5 September – 11 December 2023

Moscow, State Historical Museum

 

Organized by

the State Historical Museum 

Participants:

the State Historical Museum, Moscow; Volgograd Museum of Fine Arts named after I.I. Mashkov, Volgograd; State Memorial Museum of Alexander Suvorov, Saint Petersburg; Pushkin State Museum of Fine Arts, Moscow; Pavlovsk State Museum and Heritage Site,Saint Petersburg; Tsarskoe Selo State Museum and Heritage Site, Saint Petersburg; State Russian Museum, Saint Petersburg; State Central Museum of Contemporary History of Russia, Moscow; State Hermitage, Saint Petersburg; Art Gallery, Balashikha; International News Agency ‘Russia Today’, Moscow; The Moscow Kremlin Museums; Museum of the History of Petrovsky District of Tambov Region; Museum and Heritage Site ‘Battle of Stalingrad’, Volgograd; Scientific and Research Museum of the Russian Academy of Arts, Saint Petersburg; Nikitsky Botanical Garden, Crimea Republic; Russian State Library, Moscow;, Russian State Archive of Ancient Documents, Moscow; Russian State Documentary Film and Photo Archive, Krasnogorsk; Russian State Archive of Social and Political History, Moscow; Russian National Museum of Music named after A.I. Glinka, Moscow; Russian Ethnographic Museum, Saint Petersburg; Central Museum of the Great Patriotic War (Victory Museum), Moscow; Central Museum of the Armed Forces of the Russian Federation, Moscow

 

 

MaсeThe Moscow Kremlin Museums are joining the "Novorossiya" exhibition project hosted by the State Historical Museum. Artefacts related to the Russian-Turkish wars and the defence of the newly acquired lands during the Crimean campaign tell the story of the region. Visitors will learn about life in Novorossiya during the period of great social upheavals – the October Revolution of 1917 and the following Russian Civil War, as well as the creation of the Donetsk-Krivoy Rog Soviet Republic. The exhibits recount the heroic pages of the region's history during the Great Patriotic War, the events of 2014 and today.

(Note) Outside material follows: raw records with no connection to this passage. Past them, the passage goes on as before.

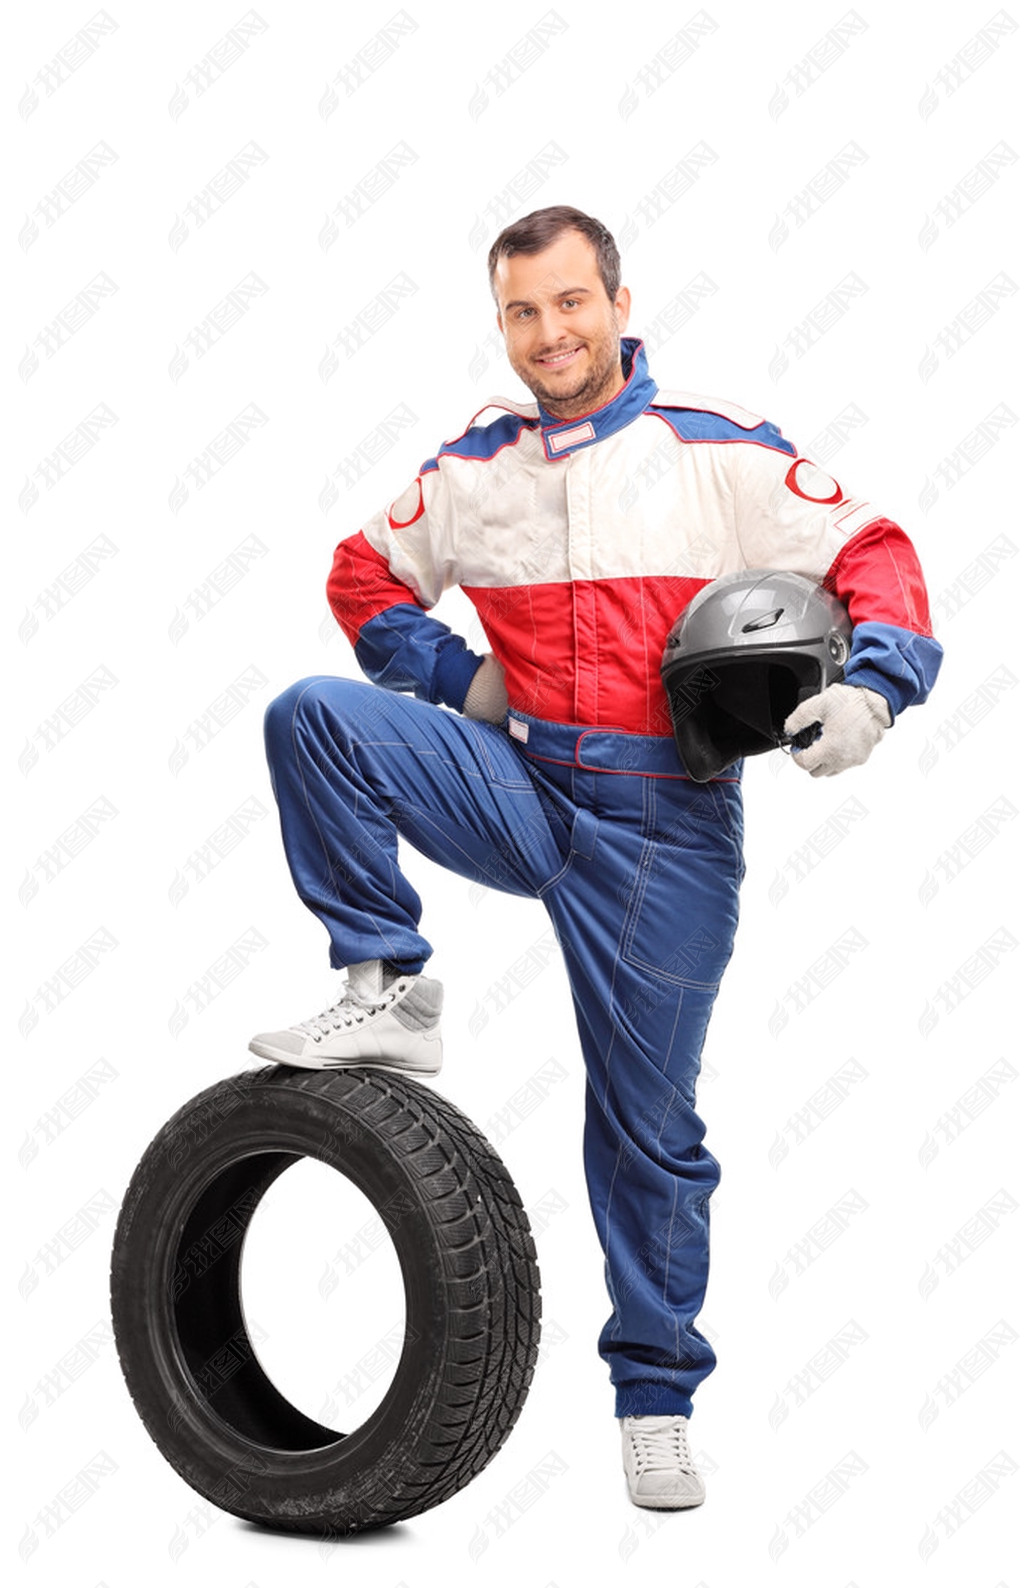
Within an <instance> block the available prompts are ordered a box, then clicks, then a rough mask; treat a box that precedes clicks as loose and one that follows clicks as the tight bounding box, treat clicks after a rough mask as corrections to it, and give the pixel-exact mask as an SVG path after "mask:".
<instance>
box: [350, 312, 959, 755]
mask: <svg viewBox="0 0 1024 1588" xmlns="http://www.w3.org/2000/svg"><path fill="white" fill-rule="evenodd" d="M622 367H624V373H626V376H627V378H626V384H624V386H622V387H621V391H619V392H618V394H616V395H614V397H613V399H611V402H610V403H606V405H605V407H602V408H599V410H595V411H594V413H591V414H586V416H581V418H576V419H568V421H556V419H552V418H551V416H549V414H546V413H543V411H541V410H540V408H538V405H537V403H516V402H508V400H505V399H492V400H491V402H489V403H487V405H486V407H484V408H481V410H479V411H478V414H475V416H473V421H472V422H470V426H468V427H467V430H464V434H462V435H459V437H457V438H456V440H452V441H446V443H445V445H443V446H441V448H440V451H438V453H437V456H435V457H430V459H427V462H424V465H422V468H421V470H419V475H418V476H416V480H414V481H413V483H411V484H410V486H408V489H406V491H403V492H402V495H400V497H397V499H395V500H394V502H392V503H391V507H389V508H386V510H384V511H381V513H376V515H375V516H373V518H371V519H370V521H368V522H367V524H365V526H364V527H362V529H360V530H359V532H357V534H356V535H349V537H348V538H346V540H343V542H341V543H340V546H338V548H337V553H335V562H333V569H332V573H330V578H329V583H327V595H329V600H330V607H332V610H333V613H335V616H337V619H338V622H340V624H341V627H343V629H345V632H346V635H348V637H349V640H351V642H352V645H354V646H356V657H357V661H359V664H360V667H362V669H364V672H365V673H367V675H368V676H370V678H371V680H375V681H376V683H381V684H386V686H387V688H392V689H411V691H413V692H414V694H416V696H418V697H419V699H424V700H432V702H437V703H445V705H449V707H454V708H456V710H459V708H460V707H462V703H464V700H465V694H467V689H468V686H470V681H472V678H473V675H475V672H476V669H478V667H479V662H481V657H479V656H478V654H475V653H472V651H468V649H467V646H465V642H464V640H462V638H460V637H459V635H456V634H452V632H451V629H449V627H448V626H446V624H441V622H438V621H437V619H435V618H430V616H427V611H429V608H430V607H433V603H435V602H437V600H438V597H440V595H441V592H443V591H445V589H448V588H451V586H452V584H459V586H460V588H462V589H464V591H465V594H467V595H468V597H470V600H472V602H473V605H475V607H476V611H478V613H479V619H481V624H483V629H484V632H486V635H487V640H489V643H491V648H492V651H494V656H495V657H497V661H499V662H500V664H502V667H503V669H505V686H506V691H508V700H510V705H511V707H513V708H519V710H522V711H525V713H530V715H532V716H538V718H543V719H546V721H554V723H579V724H589V726H614V727H619V729H624V730H627V732H632V734H670V732H672V721H670V718H668V710H667V700H665V696H664V689H662V683H660V672H659V669H660V659H662V651H664V645H665V637H667V634H668V630H670V627H672V624H673V622H675V621H676V618H678V616H679V613H681V611H683V610H684V608H686V605H687V602H689V600H691V599H692V597H694V595H695V594H697V591H699V589H702V588H703V586H705V584H708V583H710V581H711V580H716V578H719V576H721V575H724V573H737V572H741V570H743V569H783V570H787V572H795V573H803V575H805V576H808V578H813V580H816V581H818V583H821V584H824V588H826V589H829V591H832V592H833V594H835V595H838V597H840V600H843V602H845V603H846V608H848V611H849V618H851V622H853V626H854V630H853V653H851V657H849V661H848V664H846V669H845V681H846V683H849V684H865V686H868V688H872V689H876V691H878V692H880V694H881V696H884V699H886V700H887V703H889V708H891V711H892V716H894V718H895V715H897V713H899V711H902V710H903V708H905V707H907V705H913V703H916V702H921V700H924V699H926V696H927V692H929V689H930V686H932V681H934V678H935V673H937V670H938V662H940V659H941V646H940V645H938V643H937V642H935V640H934V637H932V630H930V624H929V608H927V594H926V588H924V578H922V573H921V565H919V562H918V556H916V553H914V549H913V546H911V543H910V540H908V537H907V535H905V534H903V530H902V529H900V527H899V526H897V524H894V522H892V519H889V518H884V516H883V515H881V513H880V511H878V508H875V507H872V503H870V502H865V500H864V499H860V497H857V495H851V494H848V492H846V491H843V488H841V486H840V484H838V483H837V481H835V480H833V478H832V476H830V475H827V473H826V472H824V470H821V468H818V467H816V465H814V464H813V462H810V461H808V459H803V457H799V456H797V449H795V448H794V446H792V443H791V441H787V440H784V438H783V437H781V435H780V432H778V429H776V427H775V426H773V424H770V422H768V421H765V419H760V418H757V416H756V414H753V413H748V411H746V410H745V408H738V407H735V405H733V403H729V402H716V400H713V399H708V397H695V395H691V394H686V392H673V391H659V389H657V387H656V384H654V381H653V380H651V376H649V375H648V365H646V357H645V353H643V343H641V341H638V340H635V338H629V337H626V338H622ZM492 408H500V410H503V413H502V416H500V418H499V419H495V421H494V422H491V424H476V422H475V419H478V418H479V414H483V413H487V411H489V410H492Z"/></svg>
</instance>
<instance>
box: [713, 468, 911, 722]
mask: <svg viewBox="0 0 1024 1588" xmlns="http://www.w3.org/2000/svg"><path fill="white" fill-rule="evenodd" d="M741 453H743V454H745V456H743V457H741V459H740V461H738V470H737V537H738V542H740V548H741V551H743V556H745V561H746V565H748V567H765V569H789V570H792V572H795V573H803V575H806V576H808V578H813V580H818V583H819V584H822V586H824V588H826V589H829V591H832V592H833V594H835V595H838V599H840V600H841V602H843V603H845V605H846V610H848V613H849V619H851V622H853V626H854V627H853V649H851V656H849V661H848V662H846V669H845V681H846V684H848V686H856V688H864V689H872V691H875V692H876V694H880V696H881V697H883V699H884V702H886V705H887V708H889V713H891V718H892V719H895V716H897V715H899V713H900V711H903V710H905V708H907V707H908V705H918V703H921V702H922V700H926V699H927V696H929V691H930V689H932V684H934V683H935V675H937V673H938V667H940V662H941V645H940V643H938V642H937V640H935V638H934V637H932V627H930V618H929V605H927V591H926V586H924V575H922V572H921V564H919V561H918V556H916V553H914V548H913V545H911V542H910V538H908V537H907V535H905V532H903V530H902V529H900V527H899V524H894V522H892V519H887V518H883V516H881V515H880V513H878V510H876V508H873V507H872V505H870V503H868V502H864V500H860V499H857V497H853V495H848V494H846V492H845V491H843V489H841V486H840V484H838V483H837V481H835V480H832V476H830V475H826V473H824V472H822V470H819V468H816V467H814V465H813V464H810V462H808V461H806V459H795V461H794V457H792V456H787V454H784V453H775V451H770V449H767V448H753V446H743V448H741Z"/></svg>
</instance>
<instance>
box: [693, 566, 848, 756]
mask: <svg viewBox="0 0 1024 1588" xmlns="http://www.w3.org/2000/svg"><path fill="white" fill-rule="evenodd" d="M851 635H853V626H851V622H849V618H848V615H846V608H845V607H843V603H841V602H840V600H838V599H837V597H835V595H830V594H829V592H827V591H824V589H822V588H821V584H816V583H814V581H813V580H808V578H803V575H802V573H781V572H776V570H772V569H748V570H746V572H743V573H727V575H726V576H724V578H721V580H713V581H711V583H710V584H705V588H703V589H702V591H699V592H697V595H694V599H692V600H691V603H689V607H687V608H686V610H684V611H683V613H681V615H679V616H678V618H676V621H675V624H673V626H672V630H670V634H668V638H667V642H665V654H664V657H662V683H664V684H665V692H667V696H668V710H670V713H672V724H673V732H675V740H676V748H678V751H679V759H681V761H683V765H684V767H686V770H687V773H689V775H691V778H694V781H697V783H706V781H708V778H714V777H718V773H719V772H722V770H724V769H726V767H727V765H729V764H730V762H733V761H737V759H738V757H740V756H757V754H760V753H762V751H765V750H775V748H776V746H778V745H783V743H784V742H786V740H784V734H783V723H784V721H786V718H787V716H789V713H791V711H792V710H794V707H797V705H799V703H800V700H806V699H810V696H814V694H819V692H821V691H822V689H826V688H827V684H830V683H837V680H840V678H841V676H843V662H845V661H846V657H848V656H849V642H851Z"/></svg>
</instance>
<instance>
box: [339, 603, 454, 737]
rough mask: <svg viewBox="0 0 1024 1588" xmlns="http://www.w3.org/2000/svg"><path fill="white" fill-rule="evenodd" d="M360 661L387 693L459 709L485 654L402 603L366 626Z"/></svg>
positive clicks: (415, 606) (363, 668)
mask: <svg viewBox="0 0 1024 1588" xmlns="http://www.w3.org/2000/svg"><path fill="white" fill-rule="evenodd" d="M356 661H357V662H359V665H360V667H362V670H364V673H365V675H367V678H370V680H371V681H373V683H375V684H381V686H383V688H384V689H403V691H411V692H413V694H414V696H416V697H418V699H419V700H430V702H432V703H433V705H449V707H452V710H456V711H460V710H462V705H464V702H465V696H467V691H468V688H470V683H472V681H473V676H475V673H476V669H478V667H479V664H481V662H483V656H476V654H475V653H473V651H470V649H468V648H467V643H465V640H464V638H462V635H459V634H452V630H451V629H449V627H448V624H446V622H440V619H437V618H430V616H429V613H425V611H424V610H422V607H416V605H414V603H413V602H398V603H397V605H395V607H387V608H386V611H381V613H378V615H376V618H370V619H368V622H364V626H362V629H360V630H359V637H357V640H356Z"/></svg>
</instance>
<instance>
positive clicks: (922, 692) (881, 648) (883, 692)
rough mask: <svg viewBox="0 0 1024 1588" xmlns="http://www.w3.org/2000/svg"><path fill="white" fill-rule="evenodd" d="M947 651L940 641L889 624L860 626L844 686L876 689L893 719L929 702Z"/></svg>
mask: <svg viewBox="0 0 1024 1588" xmlns="http://www.w3.org/2000/svg"><path fill="white" fill-rule="evenodd" d="M941 657H943V648H941V645H940V643H938V640H932V638H929V637H927V635H924V634H911V630H910V629H897V627H895V626H894V624H889V622H859V624H856V626H854V632H853V649H851V656H849V661H848V662H846V667H845V669H843V683H848V684H854V686H857V688H862V689H875V691H876V692H878V694H880V696H881V697H883V699H884V700H886V702H887V705H889V711H891V713H892V719H894V721H895V718H897V716H899V713H900V711H903V710H905V708H907V707H908V705H921V702H922V700H926V699H927V696H929V692H930V689H932V684H934V683H935V678H937V675H938V669H940V664H941Z"/></svg>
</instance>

The Armoury Chamber has in its collection pieces presented to Empress Catherine the Great by the Turkish Sultans Abdul Hamid I and Selim III on the occasion of the Treaties of Kuchuk Kaynarji in 1774 and Jassy in 1791.Under the Treaty of 1774, Russia got the fortresses of Kerch and Yenikale, the territories between the Yuzhny Bug and the Dnieper and under the Treaty of Yassy, the Ottoman Empire recognised the annexation of the Crimean Khanate and the territories between the Yuzhny Bug and the Dnieper to Russia. As a result of the incorporation of these lands into the Russian Empire, the territory called Novorossiya was finally formed and in 1783 became part of the Ekaterinoslav Governorate.

The exhibition presents fifteen items from the Kremlin collection, such as diplomatic gifts from the Ottoman sultans, decorated with gold and precious stones, a trophy from the Battle of Galati in 1769 – a dagger adorned with fine painted enamel and large diamonds, keys to the fortresses of Yeni-Kale and Perekop, which were seized by Russian troops in 1771, a sabre presented by the Seraskier of Kaffa to the heir to the Russian throne Pavel Petrovich, a silver soup tureen from the Ekaterinoslav Governorate service made by French court master R.J. Auguste, and a mace that Prince G.A. Potemkin brought with him to Yassy in 1790.